E21 BMW 323iをベースとしたアルピナのコンプリートマシン 1

81年式BMWアルピナC1 2.3

アルピナ創成期の佳作

 1960年代のモータースポーツシーンでは、現代でも活躍しているチューニングメーカーたちの台頭がドイツ国内にて見られるようになっていた。その代表格として挙げるべきが、65年に創業されたアルピナ。それまで自身の趣味としてBMW各モデルのチューンを行っていたブルカルト・ボーフェンジーペンが設立したアルピナは、創業とほぼ時を同じくしてBMW公認チューナーの地位を獲得。高性能かつ高品質なチューニングパーツの製造・販売を手掛ける一方で、70年代初頭にはBMW本社の準ワークス格の地位を授けられ、欧州ツーリングカー選手権(ETC)を席巻した3.0CSLの開発にも関与した。

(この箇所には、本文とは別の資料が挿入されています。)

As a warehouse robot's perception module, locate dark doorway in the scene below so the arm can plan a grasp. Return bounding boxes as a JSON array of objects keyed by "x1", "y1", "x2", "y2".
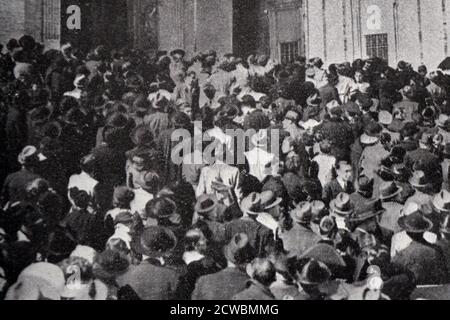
[{"x1": 233, "y1": 0, "x2": 260, "y2": 57}]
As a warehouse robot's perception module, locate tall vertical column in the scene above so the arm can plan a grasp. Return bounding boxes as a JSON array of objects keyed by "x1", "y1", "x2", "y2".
[
  {"x1": 417, "y1": 0, "x2": 424, "y2": 61},
  {"x1": 42, "y1": 0, "x2": 61, "y2": 49},
  {"x1": 322, "y1": 0, "x2": 327, "y2": 61}
]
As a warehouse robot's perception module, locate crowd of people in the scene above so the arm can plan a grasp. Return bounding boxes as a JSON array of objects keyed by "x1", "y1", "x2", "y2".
[{"x1": 0, "y1": 35, "x2": 450, "y2": 300}]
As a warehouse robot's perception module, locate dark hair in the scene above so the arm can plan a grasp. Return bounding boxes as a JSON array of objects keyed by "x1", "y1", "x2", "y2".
[
  {"x1": 145, "y1": 197, "x2": 177, "y2": 221},
  {"x1": 252, "y1": 258, "x2": 276, "y2": 286},
  {"x1": 184, "y1": 228, "x2": 203, "y2": 251},
  {"x1": 60, "y1": 96, "x2": 80, "y2": 114},
  {"x1": 60, "y1": 257, "x2": 94, "y2": 283},
  {"x1": 334, "y1": 159, "x2": 352, "y2": 170}
]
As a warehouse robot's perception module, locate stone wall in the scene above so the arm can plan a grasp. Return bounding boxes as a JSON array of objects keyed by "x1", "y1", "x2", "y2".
[
  {"x1": 0, "y1": 0, "x2": 25, "y2": 49},
  {"x1": 303, "y1": 0, "x2": 450, "y2": 69}
]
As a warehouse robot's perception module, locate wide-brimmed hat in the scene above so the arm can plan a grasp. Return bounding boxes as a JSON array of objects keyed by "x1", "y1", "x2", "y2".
[
  {"x1": 136, "y1": 226, "x2": 178, "y2": 257},
  {"x1": 380, "y1": 182, "x2": 403, "y2": 200},
  {"x1": 223, "y1": 233, "x2": 254, "y2": 265},
  {"x1": 409, "y1": 170, "x2": 431, "y2": 188},
  {"x1": 348, "y1": 200, "x2": 385, "y2": 223},
  {"x1": 291, "y1": 201, "x2": 313, "y2": 224},
  {"x1": 398, "y1": 203, "x2": 433, "y2": 233},
  {"x1": 431, "y1": 190, "x2": 450, "y2": 214},
  {"x1": 330, "y1": 192, "x2": 354, "y2": 216},
  {"x1": 195, "y1": 194, "x2": 218, "y2": 214},
  {"x1": 298, "y1": 259, "x2": 331, "y2": 285}
]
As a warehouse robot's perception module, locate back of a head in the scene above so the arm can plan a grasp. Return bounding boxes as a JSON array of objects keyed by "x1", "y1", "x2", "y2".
[{"x1": 251, "y1": 258, "x2": 276, "y2": 286}]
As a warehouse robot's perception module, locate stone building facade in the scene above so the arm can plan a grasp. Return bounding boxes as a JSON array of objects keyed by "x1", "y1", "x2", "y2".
[{"x1": 0, "y1": 0, "x2": 450, "y2": 68}]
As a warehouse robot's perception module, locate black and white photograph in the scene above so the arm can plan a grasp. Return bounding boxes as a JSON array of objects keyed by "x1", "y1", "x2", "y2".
[{"x1": 0, "y1": 0, "x2": 450, "y2": 304}]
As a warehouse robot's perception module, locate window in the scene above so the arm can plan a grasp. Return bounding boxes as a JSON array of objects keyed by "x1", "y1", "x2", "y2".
[
  {"x1": 366, "y1": 33, "x2": 389, "y2": 62},
  {"x1": 280, "y1": 41, "x2": 298, "y2": 63}
]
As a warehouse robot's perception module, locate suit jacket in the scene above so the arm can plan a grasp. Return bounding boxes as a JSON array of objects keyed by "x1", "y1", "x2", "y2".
[
  {"x1": 404, "y1": 149, "x2": 440, "y2": 171},
  {"x1": 2, "y1": 169, "x2": 40, "y2": 204},
  {"x1": 318, "y1": 118, "x2": 354, "y2": 158},
  {"x1": 319, "y1": 84, "x2": 341, "y2": 109},
  {"x1": 280, "y1": 223, "x2": 322, "y2": 257},
  {"x1": 233, "y1": 280, "x2": 275, "y2": 300},
  {"x1": 178, "y1": 257, "x2": 220, "y2": 300},
  {"x1": 392, "y1": 240, "x2": 448, "y2": 285},
  {"x1": 192, "y1": 268, "x2": 249, "y2": 300},
  {"x1": 225, "y1": 217, "x2": 275, "y2": 256},
  {"x1": 196, "y1": 163, "x2": 240, "y2": 199},
  {"x1": 322, "y1": 179, "x2": 355, "y2": 205},
  {"x1": 358, "y1": 142, "x2": 389, "y2": 179},
  {"x1": 123, "y1": 259, "x2": 185, "y2": 300},
  {"x1": 392, "y1": 100, "x2": 419, "y2": 121},
  {"x1": 380, "y1": 202, "x2": 403, "y2": 233},
  {"x1": 436, "y1": 239, "x2": 450, "y2": 279}
]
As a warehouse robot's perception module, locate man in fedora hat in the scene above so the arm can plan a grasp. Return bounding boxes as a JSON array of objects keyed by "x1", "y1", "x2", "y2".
[
  {"x1": 225, "y1": 191, "x2": 282, "y2": 256},
  {"x1": 379, "y1": 181, "x2": 403, "y2": 232},
  {"x1": 347, "y1": 199, "x2": 394, "y2": 248},
  {"x1": 123, "y1": 226, "x2": 185, "y2": 300},
  {"x1": 330, "y1": 192, "x2": 355, "y2": 231},
  {"x1": 194, "y1": 194, "x2": 226, "y2": 246},
  {"x1": 315, "y1": 107, "x2": 355, "y2": 159},
  {"x1": 179, "y1": 228, "x2": 225, "y2": 300},
  {"x1": 313, "y1": 140, "x2": 336, "y2": 188},
  {"x1": 404, "y1": 132, "x2": 439, "y2": 172},
  {"x1": 441, "y1": 143, "x2": 450, "y2": 191},
  {"x1": 436, "y1": 215, "x2": 450, "y2": 277},
  {"x1": 434, "y1": 114, "x2": 450, "y2": 144},
  {"x1": 192, "y1": 233, "x2": 254, "y2": 300},
  {"x1": 392, "y1": 85, "x2": 419, "y2": 121},
  {"x1": 322, "y1": 160, "x2": 355, "y2": 205},
  {"x1": 297, "y1": 259, "x2": 332, "y2": 300},
  {"x1": 405, "y1": 170, "x2": 434, "y2": 210},
  {"x1": 359, "y1": 122, "x2": 389, "y2": 179},
  {"x1": 378, "y1": 110, "x2": 400, "y2": 143},
  {"x1": 233, "y1": 258, "x2": 276, "y2": 300},
  {"x1": 279, "y1": 202, "x2": 321, "y2": 257},
  {"x1": 350, "y1": 174, "x2": 374, "y2": 215},
  {"x1": 318, "y1": 73, "x2": 342, "y2": 109},
  {"x1": 283, "y1": 110, "x2": 303, "y2": 139},
  {"x1": 392, "y1": 209, "x2": 448, "y2": 285},
  {"x1": 244, "y1": 129, "x2": 280, "y2": 182},
  {"x1": 1, "y1": 146, "x2": 40, "y2": 206}
]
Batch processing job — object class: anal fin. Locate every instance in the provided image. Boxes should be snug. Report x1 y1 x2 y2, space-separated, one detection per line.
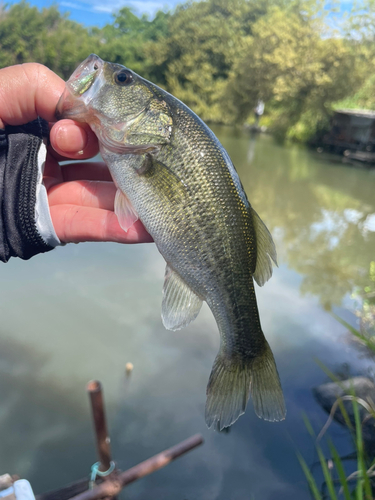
161 264 202 330
250 208 277 286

 しかし順風満帆に見えたアルピナは、3.0CSLとともにETC選手権でコンストラクターズタイトルを獲得した77年シーズンをもってレース活動を休止する。さらに創業時から同社を支えていたチューニングパーツ製造からも撤退。新たなるステージに駆け上ることになったのだ。アルピナの新たなチャレンジとは、コンプリートカーの製造。78年秋にデビューしたB6‐2.8、B7ターボ、そしてB7ターボ・クーペを皮切りに、チューニングカーメーカーとして名乗りを上げることになったのだ。

 今回の主役であるC1‐2・3は、80年に登場したBMWアルピナのエントリーモデル。先に登場したB6‐2.8と同じく、当時としては先進的なデジタル式イグニッションやマーレ社製の鍛造ピストンなど、贅沢なメカニズムが投入されている。排気量こそベース車であるBMW323iと同じ2315ccで、2.8Lまで拡大されていたB6に比べれば小さいが、それでもパワーは170ps。ゲトラーク社製5速MTを組み合せ、208km/hの最高速を発揮した。

 また当然ながら、シャシーも充分に煮詰められていた。非線形スプリングにビルシュタイン社製ガス封入ダンパー、4輪ベンチレーテッド・ディスクブレーキ、超偏平のピレリP7タイヤなど当時の最新技術を導入し、持ち前の高性能に対応していたのである。